Small Business Q&A: Corporation or LLC?
What is the Difference between an LLC and a Corporation?
Both a corporation and an LLC are business entities that are very advantageous for small businesses. A corporation has shareholders, directors, and officers, while an LLC has members, and possibly a manager. Corporations have a bit more formality and structure to them, and can be slightly more involved to manage, requiring annual corporate meetings.
Why do People form LLCs and Corporations?
LLCs and corporations are formed by businesses and individuals to limit the potential liability of the business venture. Both corporations and LLCs are considered to be separate individuals distinct from the owners under the law, as long as they are established, financed, and documented correctly, and managed properly. A person conducting business without any such protection is essentially putting the great majority of his or her assets at risk in the event of a serious accident or contractual liability. Creating a corporation or LLC generally limits the risk to the assets and insurance of the corporation or LLC.
Which is Better, an LLC or a Corporation?
It depends on your business structure, income, and goals. Your CPA or income tax adviser can advise you which of the two is most advantageous from a tax and growth perspective.
Do I Need Other Investors to Form a Corporation or LLC?
Absolutely not. An individual may form either entity, and in most circumstances have a “pass through” on income taxes so that the taxpayer is not taxed twice. In Idaho, as in other community property states, a married couple is considered a “single taxpayer” by the IRS, and generally has the same “pass through” advantage.
What are Some Pitfalls to Corporations and LLCs?

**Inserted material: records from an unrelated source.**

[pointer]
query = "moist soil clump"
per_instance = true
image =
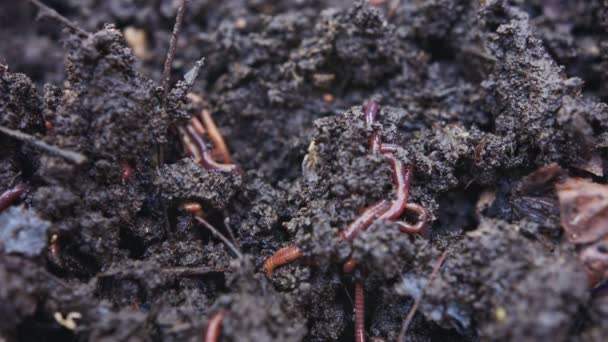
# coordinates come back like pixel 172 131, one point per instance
pixel 115 226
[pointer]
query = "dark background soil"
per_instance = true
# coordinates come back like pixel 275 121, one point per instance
pixel 477 94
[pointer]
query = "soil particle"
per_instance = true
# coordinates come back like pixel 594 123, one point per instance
pixel 22 232
pixel 537 289
pixel 475 95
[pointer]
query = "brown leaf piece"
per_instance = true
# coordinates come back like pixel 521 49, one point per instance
pixel 594 165
pixel 540 180
pixel 583 210
pixel 595 259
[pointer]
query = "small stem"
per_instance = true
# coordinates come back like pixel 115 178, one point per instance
pixel 55 15
pixel 172 47
pixel 74 157
pixel 414 308
pixel 220 236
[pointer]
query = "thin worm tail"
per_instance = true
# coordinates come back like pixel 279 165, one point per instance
pixel 359 313
pixel 11 195
pixel 281 257
pixel 367 217
pixel 214 327
pixel 402 179
pixel 370 112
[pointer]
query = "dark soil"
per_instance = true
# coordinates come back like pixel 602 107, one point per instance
pixel 476 94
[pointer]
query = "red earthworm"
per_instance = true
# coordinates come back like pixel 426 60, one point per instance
pixel 189 146
pixel 367 217
pixel 194 208
pixel 377 339
pixel 10 195
pixel 216 136
pixel 350 265
pixel 214 327
pixel 127 171
pixel 388 148
pixel 421 219
pixel 402 178
pixel 198 126
pixel 205 159
pixel 55 245
pixel 370 112
pixel 375 143
pixel 359 313
pixel 283 256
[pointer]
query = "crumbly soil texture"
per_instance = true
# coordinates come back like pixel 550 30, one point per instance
pixel 476 94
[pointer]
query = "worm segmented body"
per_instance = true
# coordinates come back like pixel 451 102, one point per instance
pixel 359 313
pixel 283 256
pixel 367 217
pixel 11 195
pixel 192 137
pixel 127 171
pixel 421 218
pixel 214 327
pixel 402 179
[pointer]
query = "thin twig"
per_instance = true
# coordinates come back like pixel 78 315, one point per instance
pixel 171 271
pixel 229 228
pixel 74 157
pixel 55 15
pixel 191 271
pixel 172 47
pixel 220 236
pixel 414 308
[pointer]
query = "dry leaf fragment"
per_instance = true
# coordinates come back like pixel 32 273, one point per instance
pixel 583 210
pixel 595 259
pixel 539 180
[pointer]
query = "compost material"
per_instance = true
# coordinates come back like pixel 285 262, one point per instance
pixel 497 106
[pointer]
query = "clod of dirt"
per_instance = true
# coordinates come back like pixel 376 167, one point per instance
pixel 187 180
pixel 584 210
pixel 22 232
pixel 19 102
pixel 528 290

Both an LLC and corporation must be properly capitalized, and not a “shell” to avoid liability. In the case of a corporation, annual meetings must be held, no matter how few shareholders, even if there is only one. Both LLCs and corporations must be properly organized and should be properly documented with by-laws in the case of a corporation, and an operating agreement for an LLC. A common mistake is when there are multiple members or shareholders, and the original documentation lacks buyout provisions, which can lead to disputes and litigation.